Don’t you just love an appetizer that comes together in a jif, looks impressive, and tastes great? We do too! Inspired by the upcoming holidays, here’s an easy and healthy take on a traditional Italian dish, polenta. We’ve spiced it up with a little red pepper flake and you can add some cheese if you wish, but no matter what topper you choose – it’s a wonderful bite.

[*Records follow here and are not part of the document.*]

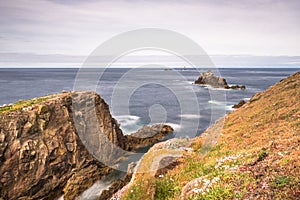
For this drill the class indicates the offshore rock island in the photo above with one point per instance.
(43, 152)
(256, 155)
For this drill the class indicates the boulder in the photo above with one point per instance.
(51, 149)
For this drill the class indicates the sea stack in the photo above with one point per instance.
(208, 78)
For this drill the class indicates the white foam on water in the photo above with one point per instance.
(128, 123)
(189, 116)
(94, 191)
(176, 127)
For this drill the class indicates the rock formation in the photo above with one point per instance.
(43, 148)
(208, 78)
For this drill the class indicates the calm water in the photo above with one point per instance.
(143, 98)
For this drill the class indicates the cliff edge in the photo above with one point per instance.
(256, 156)
(43, 145)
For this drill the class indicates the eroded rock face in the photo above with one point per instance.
(42, 151)
(208, 78)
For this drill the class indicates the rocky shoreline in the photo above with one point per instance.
(41, 145)
(208, 78)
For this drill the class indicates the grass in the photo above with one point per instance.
(264, 133)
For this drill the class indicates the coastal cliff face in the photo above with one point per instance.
(41, 153)
(256, 155)
(208, 78)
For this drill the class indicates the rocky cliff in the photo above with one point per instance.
(255, 154)
(49, 145)
(208, 78)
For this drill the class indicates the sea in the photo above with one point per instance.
(139, 97)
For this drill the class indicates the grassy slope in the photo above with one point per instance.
(257, 155)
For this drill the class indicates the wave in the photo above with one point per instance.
(176, 127)
(129, 123)
(230, 108)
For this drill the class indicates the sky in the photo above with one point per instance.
(45, 30)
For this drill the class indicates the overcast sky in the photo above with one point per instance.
(73, 27)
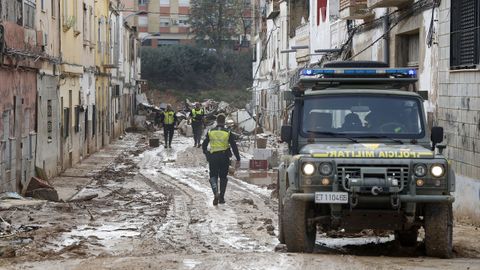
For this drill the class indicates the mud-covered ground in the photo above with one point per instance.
(153, 210)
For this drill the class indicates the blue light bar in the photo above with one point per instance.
(405, 71)
(359, 71)
(313, 72)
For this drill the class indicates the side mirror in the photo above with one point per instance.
(436, 136)
(286, 134)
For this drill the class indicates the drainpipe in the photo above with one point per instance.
(386, 37)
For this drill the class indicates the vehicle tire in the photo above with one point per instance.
(281, 234)
(407, 238)
(298, 236)
(438, 226)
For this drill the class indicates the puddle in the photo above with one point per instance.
(340, 243)
(258, 178)
(191, 263)
(105, 234)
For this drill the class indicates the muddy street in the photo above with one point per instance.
(151, 208)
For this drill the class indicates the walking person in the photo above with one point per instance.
(169, 120)
(197, 115)
(221, 141)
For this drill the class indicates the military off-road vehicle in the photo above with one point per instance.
(361, 157)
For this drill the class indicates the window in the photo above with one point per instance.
(184, 3)
(85, 22)
(164, 22)
(94, 120)
(75, 16)
(49, 120)
(91, 23)
(464, 34)
(142, 21)
(66, 122)
(29, 14)
(53, 9)
(183, 20)
(408, 48)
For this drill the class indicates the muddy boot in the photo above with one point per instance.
(223, 187)
(213, 184)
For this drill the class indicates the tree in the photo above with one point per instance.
(215, 22)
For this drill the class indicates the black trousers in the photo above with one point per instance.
(218, 165)
(197, 128)
(168, 134)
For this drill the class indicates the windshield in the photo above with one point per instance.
(362, 116)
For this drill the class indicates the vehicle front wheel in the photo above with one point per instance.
(299, 237)
(438, 226)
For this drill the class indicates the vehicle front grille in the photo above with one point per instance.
(399, 172)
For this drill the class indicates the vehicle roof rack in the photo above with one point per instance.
(317, 78)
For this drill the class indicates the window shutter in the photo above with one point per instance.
(464, 34)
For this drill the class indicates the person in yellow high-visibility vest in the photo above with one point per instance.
(221, 141)
(197, 115)
(169, 120)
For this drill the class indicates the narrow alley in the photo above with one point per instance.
(150, 208)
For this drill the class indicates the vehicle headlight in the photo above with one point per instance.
(420, 170)
(437, 170)
(325, 168)
(308, 169)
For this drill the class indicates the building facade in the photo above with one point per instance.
(438, 38)
(166, 18)
(69, 72)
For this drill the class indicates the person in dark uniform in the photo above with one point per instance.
(197, 115)
(169, 120)
(221, 141)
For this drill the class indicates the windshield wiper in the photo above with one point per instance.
(383, 137)
(332, 134)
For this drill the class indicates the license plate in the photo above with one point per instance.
(331, 197)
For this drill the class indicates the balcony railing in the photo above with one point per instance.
(387, 3)
(354, 9)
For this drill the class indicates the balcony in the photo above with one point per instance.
(387, 3)
(354, 10)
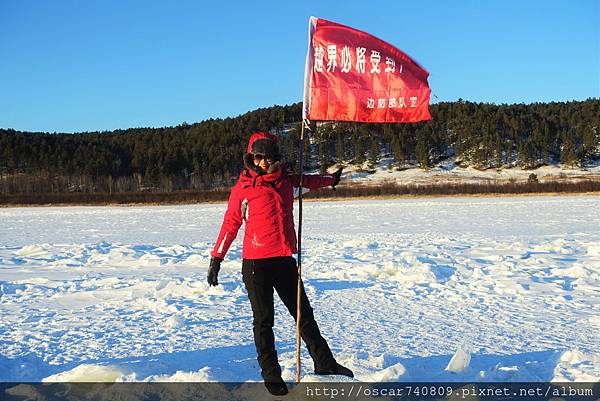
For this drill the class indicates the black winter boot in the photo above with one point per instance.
(276, 386)
(335, 369)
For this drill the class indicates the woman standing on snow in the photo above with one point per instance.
(263, 198)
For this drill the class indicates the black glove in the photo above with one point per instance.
(213, 271)
(337, 175)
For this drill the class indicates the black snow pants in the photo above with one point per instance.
(261, 276)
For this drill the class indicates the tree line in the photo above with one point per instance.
(208, 154)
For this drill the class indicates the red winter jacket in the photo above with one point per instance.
(265, 203)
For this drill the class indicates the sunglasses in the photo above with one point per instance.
(260, 156)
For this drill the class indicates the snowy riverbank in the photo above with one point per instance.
(119, 293)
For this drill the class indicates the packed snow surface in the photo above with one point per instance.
(431, 289)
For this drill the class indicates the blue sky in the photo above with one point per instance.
(72, 65)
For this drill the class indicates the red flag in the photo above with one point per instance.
(353, 76)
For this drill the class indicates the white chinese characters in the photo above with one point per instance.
(345, 58)
(392, 102)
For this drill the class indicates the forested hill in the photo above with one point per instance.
(209, 154)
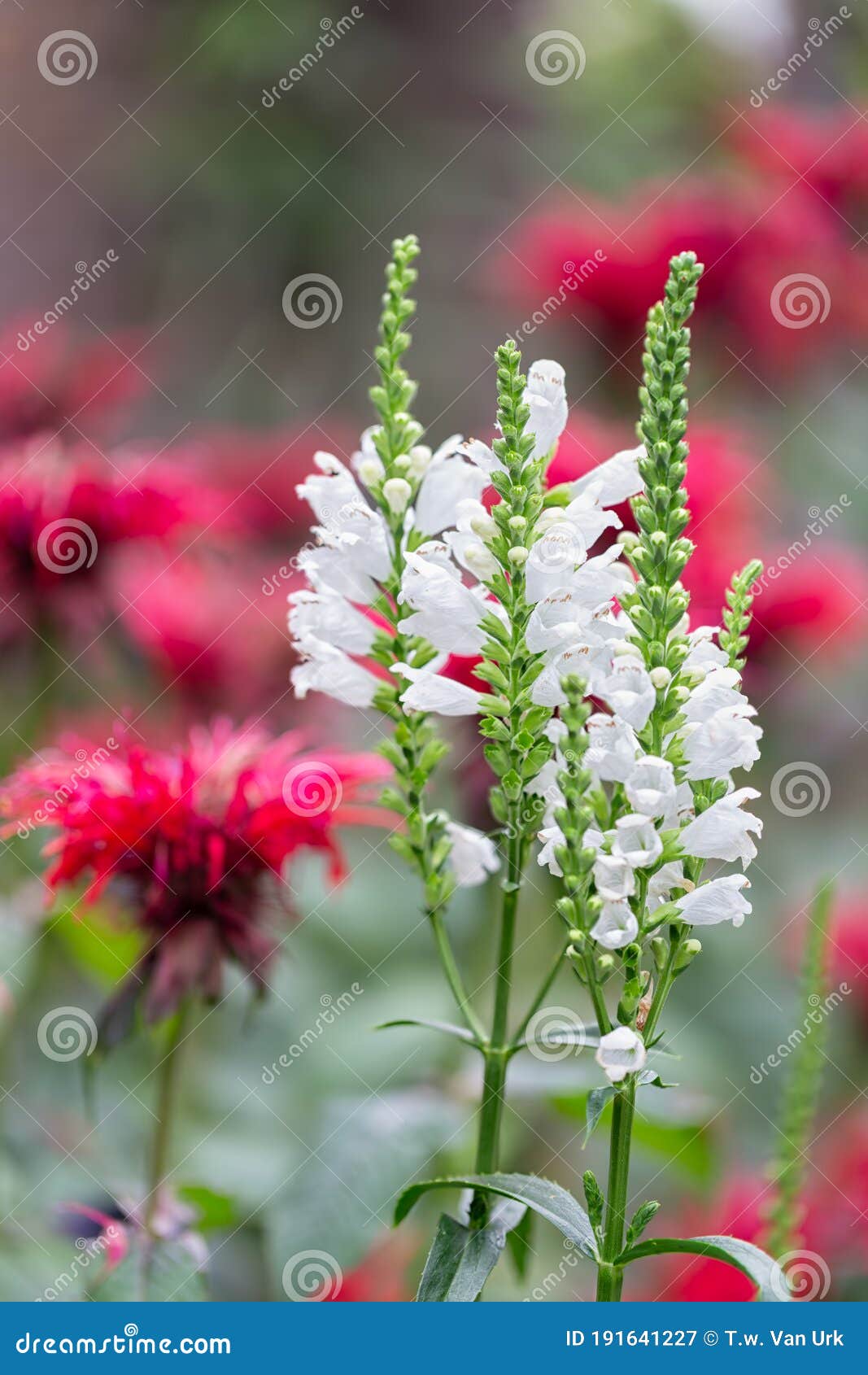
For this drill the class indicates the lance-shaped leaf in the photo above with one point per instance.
(461, 1259)
(549, 1199)
(766, 1273)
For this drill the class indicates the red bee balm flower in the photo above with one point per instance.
(190, 840)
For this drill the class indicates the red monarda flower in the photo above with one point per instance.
(191, 842)
(62, 516)
(51, 378)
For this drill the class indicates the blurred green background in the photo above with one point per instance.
(427, 117)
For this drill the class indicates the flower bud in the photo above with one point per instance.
(396, 492)
(485, 527)
(372, 470)
(687, 954)
(420, 458)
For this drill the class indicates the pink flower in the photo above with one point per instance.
(191, 842)
(62, 516)
(605, 264)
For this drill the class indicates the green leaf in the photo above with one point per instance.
(597, 1100)
(97, 942)
(549, 1199)
(461, 1033)
(461, 1259)
(519, 1242)
(766, 1273)
(213, 1211)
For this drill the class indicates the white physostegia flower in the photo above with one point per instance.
(724, 741)
(329, 616)
(472, 857)
(637, 840)
(447, 482)
(722, 831)
(445, 611)
(326, 669)
(621, 1052)
(430, 691)
(651, 785)
(721, 900)
(615, 927)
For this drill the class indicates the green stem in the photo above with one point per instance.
(547, 984)
(165, 1103)
(609, 1277)
(453, 976)
(497, 1052)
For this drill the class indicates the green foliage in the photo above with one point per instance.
(461, 1259)
(640, 1221)
(802, 1089)
(545, 1198)
(521, 747)
(738, 613)
(746, 1257)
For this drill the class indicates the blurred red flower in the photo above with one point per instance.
(207, 630)
(605, 264)
(834, 1227)
(55, 378)
(62, 513)
(191, 842)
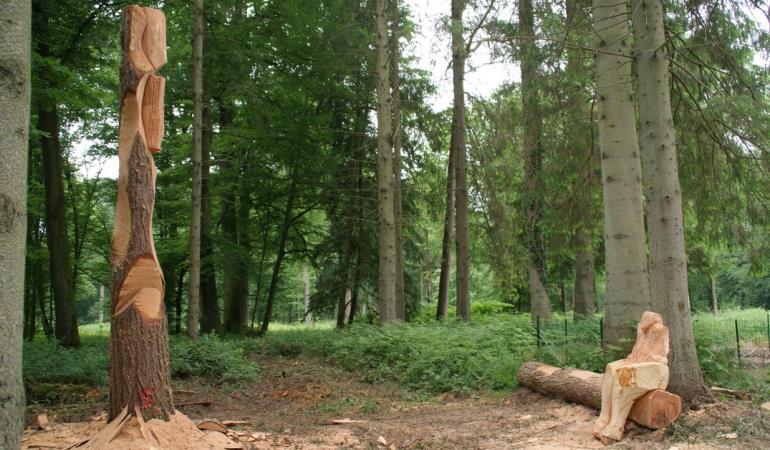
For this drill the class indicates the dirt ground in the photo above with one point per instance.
(295, 403)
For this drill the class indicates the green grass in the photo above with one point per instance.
(425, 356)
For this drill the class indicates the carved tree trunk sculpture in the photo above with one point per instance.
(139, 361)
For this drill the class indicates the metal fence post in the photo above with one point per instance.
(601, 332)
(565, 327)
(738, 343)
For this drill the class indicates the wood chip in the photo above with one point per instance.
(42, 422)
(344, 421)
(211, 425)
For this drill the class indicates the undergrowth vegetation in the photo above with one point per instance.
(424, 356)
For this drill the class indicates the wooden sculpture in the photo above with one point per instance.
(626, 380)
(139, 361)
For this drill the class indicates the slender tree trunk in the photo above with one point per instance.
(585, 283)
(459, 54)
(306, 294)
(56, 224)
(387, 232)
(285, 227)
(668, 264)
(395, 56)
(210, 320)
(445, 276)
(195, 221)
(14, 129)
(627, 292)
(140, 377)
(533, 150)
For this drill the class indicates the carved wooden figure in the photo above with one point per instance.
(139, 361)
(624, 381)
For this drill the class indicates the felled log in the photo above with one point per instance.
(656, 409)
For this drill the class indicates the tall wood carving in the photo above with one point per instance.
(626, 380)
(139, 361)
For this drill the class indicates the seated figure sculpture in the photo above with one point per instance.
(624, 381)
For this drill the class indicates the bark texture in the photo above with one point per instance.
(395, 56)
(459, 53)
(195, 217)
(668, 265)
(627, 291)
(656, 409)
(533, 151)
(387, 244)
(14, 129)
(140, 378)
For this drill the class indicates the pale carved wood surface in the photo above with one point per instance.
(626, 380)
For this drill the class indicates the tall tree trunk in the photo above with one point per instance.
(387, 232)
(668, 264)
(306, 294)
(445, 276)
(140, 377)
(627, 291)
(284, 236)
(193, 302)
(395, 57)
(14, 129)
(533, 150)
(581, 135)
(585, 283)
(459, 53)
(210, 320)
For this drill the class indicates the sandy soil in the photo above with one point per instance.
(296, 401)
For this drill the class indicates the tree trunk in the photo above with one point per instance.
(210, 320)
(668, 264)
(584, 276)
(285, 227)
(656, 409)
(66, 327)
(395, 73)
(445, 276)
(14, 129)
(533, 150)
(627, 291)
(387, 232)
(140, 378)
(306, 294)
(193, 302)
(459, 53)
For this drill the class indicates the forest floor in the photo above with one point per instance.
(296, 400)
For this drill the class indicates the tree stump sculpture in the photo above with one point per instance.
(139, 362)
(626, 380)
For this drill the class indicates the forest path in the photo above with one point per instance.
(295, 401)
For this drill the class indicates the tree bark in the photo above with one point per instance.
(14, 129)
(585, 283)
(140, 377)
(445, 276)
(627, 291)
(387, 232)
(656, 409)
(668, 264)
(210, 320)
(195, 220)
(459, 54)
(533, 150)
(395, 73)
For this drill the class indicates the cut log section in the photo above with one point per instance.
(656, 409)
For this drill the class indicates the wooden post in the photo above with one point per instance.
(139, 363)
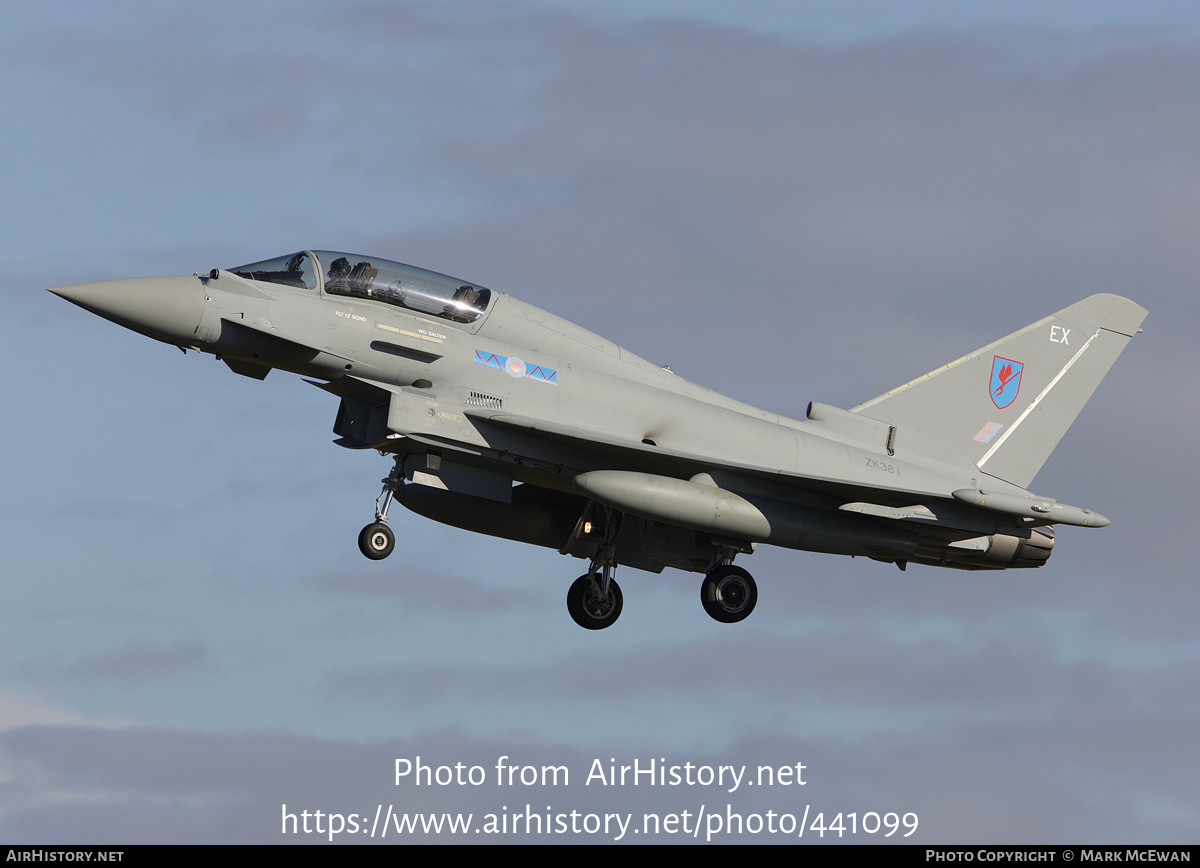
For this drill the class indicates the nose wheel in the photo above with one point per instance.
(376, 540)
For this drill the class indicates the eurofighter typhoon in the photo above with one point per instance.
(504, 419)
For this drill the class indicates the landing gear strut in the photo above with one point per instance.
(594, 599)
(729, 593)
(376, 540)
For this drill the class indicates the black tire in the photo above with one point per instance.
(377, 540)
(729, 594)
(588, 609)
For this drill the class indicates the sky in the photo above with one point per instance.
(785, 202)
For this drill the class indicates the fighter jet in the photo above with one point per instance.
(503, 419)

Not just as an appetizer, this polenta recipe can be nestled in some baby greens that have been dressed with balsamic vinaigrette, and make a great light lunch or dinner, too.
The red pepper flakes make the mild tasting polenta, pop with just a bit of savory spice. Not only do they add flavor, but nutrition, too. Red pepper flakes have a compound called capsaicin in them. It puts the heat in chilies. It may lower the risk of skin and colon cancers. There have also been studies that show it helps people eat fewer calories. So if you do like a little heat, these squares are a perfect place to add the pepper flakes!
Polenta Squares with Toppers
- 6 Cups Veg Stock/Water/Skim Milk or combination
- 2 Cups Polenta
- 1 Tsp Red Pepper Flakes
- 2 TB Chopped Roasted Red Peppers (optional, but pretty!)
- Sea Salt and Freshly Cracked Black Pepper
- Optional ½ Cup Grated Parmesan Cheese
Step One
Line a 13x9x1-inch baking sheet with parchment or aluminum foil. Bring milk, broth, and bay leaf to simmer in heavy medium saucepan. Gradually add polenta, whisking constantly until smooth. Reduce heat to medium-low and cook until polenta is thick, stirring frequently, about 10 minutes. Stir in red pepper flakes and cheese if using. Season to taste with salt and pepper.
Step Two
Transfer polenta to the prepared baking sheet. Smooth the polenta evenly over sheet to edges. Chill until firm. Cut polenta into squares or use a round biscuit cutter. Remove the parchment and re-line the baking sheet.
Step Three
Preheat oven to 450F. Place the squares on the sheet pan. Put the pan in the oven and cook until the polenta is golden brown. Serve topped with roasted red peppers, mushrooms, pesto, goat cheese or combination.
Toppers
Roasted Red Peppers: Toss thinly sliced roasted red peppers with a Tsp of EVOO.
Mushrooms: Slice thinly, season with salt and pepper and sauté in 1 TB olive oil, until the mushrooms have released all their juice and the pan is dry.
Goat Cheese: Spread about a Tsp of soft goat cheese on the top of the polenta squares.
Arugula Pesto
- 1 Garlic Clove
- 2 TB Tahini
- 1 TB Lemon Juice
- 2 – 3 Cups Packed Arugula
- ½ Cup Chopped Toasted Walnuts
- 1 Cup EVOO (extra virgin olive oil)
- Sea Salt and freshly cracked black pepper
Place the garlic, tahini and lemon juice in the food processor bowl and whiz until pureed. Add the walnuts and arugula and pulse to blend. With the machine running, pour the olive oil in a steady stream into the bowl, process until smooth. Season to taste with salt and pepper.